The result = I no longer see messages coming in that both disturb what I’m doing and make me want to check them.
Don’t just hide yourself from other contacts, actually log out so nothing comes through. If your Skype is anything like mine then you’re getting an almost constant stream of messages. You need to step away from them.
Check them periodically and reply to those necessary and it will take no more than 10 minutes a day.
The second thing I implemented was…
Give the people who work with me more responsibility
I truly have a great team of people who work with me, they do an incredible job and are great to work with. I never consciously didn’t give them responsibility, but I realised that was what had happened.
So… I changed.
The bottom line is I trust them. If I didn’t then they wouldn’t be working with me. So why was I being hesitant in allowing them to do more?
Because we all get worked up about what happens if something goes wrong. Will we lose one or twenty paying subscribers. Will we get a lot of unsubscribes on our mailing list.
If you lose ten subscribers so what?
Are they worth $100, $500, $1000?
Bottom line is, it’s not the end of the world.

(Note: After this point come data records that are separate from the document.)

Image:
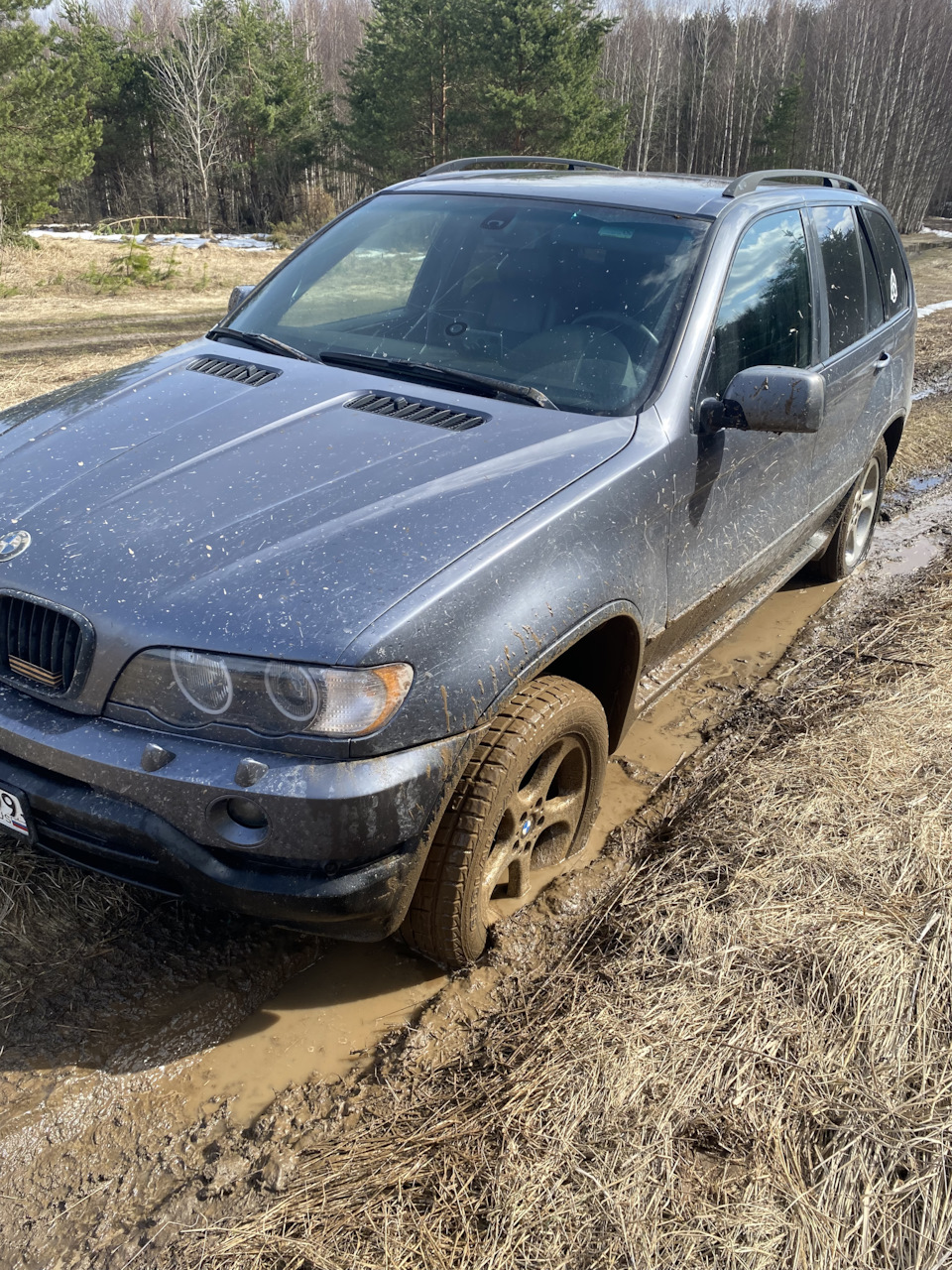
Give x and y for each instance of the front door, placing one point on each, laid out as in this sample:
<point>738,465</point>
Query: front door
<point>858,371</point>
<point>743,497</point>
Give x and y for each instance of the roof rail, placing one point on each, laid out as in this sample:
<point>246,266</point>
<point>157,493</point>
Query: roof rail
<point>752,180</point>
<point>490,160</point>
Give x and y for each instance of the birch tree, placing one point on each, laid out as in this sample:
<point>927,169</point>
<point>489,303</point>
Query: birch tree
<point>188,82</point>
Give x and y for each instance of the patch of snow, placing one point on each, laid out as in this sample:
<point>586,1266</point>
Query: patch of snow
<point>243,241</point>
<point>933,309</point>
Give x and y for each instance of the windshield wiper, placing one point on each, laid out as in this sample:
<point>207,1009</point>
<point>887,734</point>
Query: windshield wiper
<point>264,343</point>
<point>429,373</point>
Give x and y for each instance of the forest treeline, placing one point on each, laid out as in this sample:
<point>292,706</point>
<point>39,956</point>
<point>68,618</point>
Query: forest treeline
<point>254,113</point>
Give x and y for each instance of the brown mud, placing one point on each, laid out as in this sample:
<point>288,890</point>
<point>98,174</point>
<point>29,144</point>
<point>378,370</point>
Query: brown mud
<point>139,1067</point>
<point>137,1084</point>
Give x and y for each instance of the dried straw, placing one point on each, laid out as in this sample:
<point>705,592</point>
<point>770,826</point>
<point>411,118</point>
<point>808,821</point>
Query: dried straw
<point>740,1058</point>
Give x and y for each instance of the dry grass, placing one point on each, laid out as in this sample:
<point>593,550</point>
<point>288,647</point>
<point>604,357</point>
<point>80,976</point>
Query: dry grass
<point>51,919</point>
<point>932,272</point>
<point>740,1060</point>
<point>59,268</point>
<point>24,377</point>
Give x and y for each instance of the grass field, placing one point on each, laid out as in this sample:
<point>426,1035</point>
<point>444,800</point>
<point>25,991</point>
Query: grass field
<point>739,1058</point>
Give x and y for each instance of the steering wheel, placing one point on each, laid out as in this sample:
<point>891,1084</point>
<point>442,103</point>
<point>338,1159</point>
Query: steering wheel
<point>617,320</point>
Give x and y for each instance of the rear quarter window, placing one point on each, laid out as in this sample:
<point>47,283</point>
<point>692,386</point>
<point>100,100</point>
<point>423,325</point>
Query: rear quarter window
<point>890,261</point>
<point>843,264</point>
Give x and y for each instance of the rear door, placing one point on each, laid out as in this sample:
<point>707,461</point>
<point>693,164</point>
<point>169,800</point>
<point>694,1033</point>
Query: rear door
<point>858,352</point>
<point>744,495</point>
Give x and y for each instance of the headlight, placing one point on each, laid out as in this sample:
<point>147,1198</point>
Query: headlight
<point>190,690</point>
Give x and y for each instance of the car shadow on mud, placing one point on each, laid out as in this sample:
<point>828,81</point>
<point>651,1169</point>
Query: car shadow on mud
<point>94,974</point>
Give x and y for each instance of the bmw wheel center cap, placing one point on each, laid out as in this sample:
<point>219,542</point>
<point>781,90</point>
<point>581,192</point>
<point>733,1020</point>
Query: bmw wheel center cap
<point>13,544</point>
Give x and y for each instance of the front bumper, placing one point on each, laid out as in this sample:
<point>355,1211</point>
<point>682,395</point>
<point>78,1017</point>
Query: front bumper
<point>344,843</point>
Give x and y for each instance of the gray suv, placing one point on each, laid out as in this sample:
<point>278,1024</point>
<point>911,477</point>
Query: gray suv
<point>335,615</point>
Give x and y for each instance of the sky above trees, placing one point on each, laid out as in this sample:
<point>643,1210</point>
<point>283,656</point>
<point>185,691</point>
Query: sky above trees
<point>246,113</point>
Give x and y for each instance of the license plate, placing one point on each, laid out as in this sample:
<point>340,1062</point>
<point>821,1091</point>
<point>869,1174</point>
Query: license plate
<point>12,815</point>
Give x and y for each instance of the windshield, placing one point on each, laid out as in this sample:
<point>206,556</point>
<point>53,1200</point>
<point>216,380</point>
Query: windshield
<point>575,300</point>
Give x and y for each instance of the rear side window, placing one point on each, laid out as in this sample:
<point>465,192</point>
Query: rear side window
<point>843,266</point>
<point>766,316</point>
<point>892,271</point>
<point>875,313</point>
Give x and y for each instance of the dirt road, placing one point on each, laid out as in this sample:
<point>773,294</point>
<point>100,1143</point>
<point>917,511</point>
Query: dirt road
<point>143,1043</point>
<point>137,1065</point>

A bit irritating, sure. But much better to be working with someone who makes the mistake once, recognises it and doesn’t do it again than forcing yourself to do more jobs because you’re not allowing them to do their job easily.
More responsibility means jobs get done quicker by your staff because they know they don’t have to ask you every time they want to make a decision and… you save hours of time because you’re not involved anymore.
If you’re employing someone to do a job then it’s simple… let them do the job. If you don’t trust them to do it then don’t employ them!
Those two changes made the biggest impact to me, and my business, in the shortest period of time. In fact, it made a difference almost instantly.
You don’t need to be feeling stressed to implement them. Put them into practice now and you can avoid ever getting to the point of overload, and avoidance is by far the best option!
jonMay 11, 2014
Interesting article as always – I can certainly relate to a lot of what you are saying in this post and I have had to go through a similar process.
If your happy to share – i’d be very interested to hear what the ’56 jobs’ you identified and were able to outsource – I am sure there are more jobs in my schedule that could be restructured but sometimes, the trick is actually identifying the individual task..
Michael WildingMay 12, 2014
Thanks Jon, I shall write up another article about all the things that I identified which can be easily outsourced.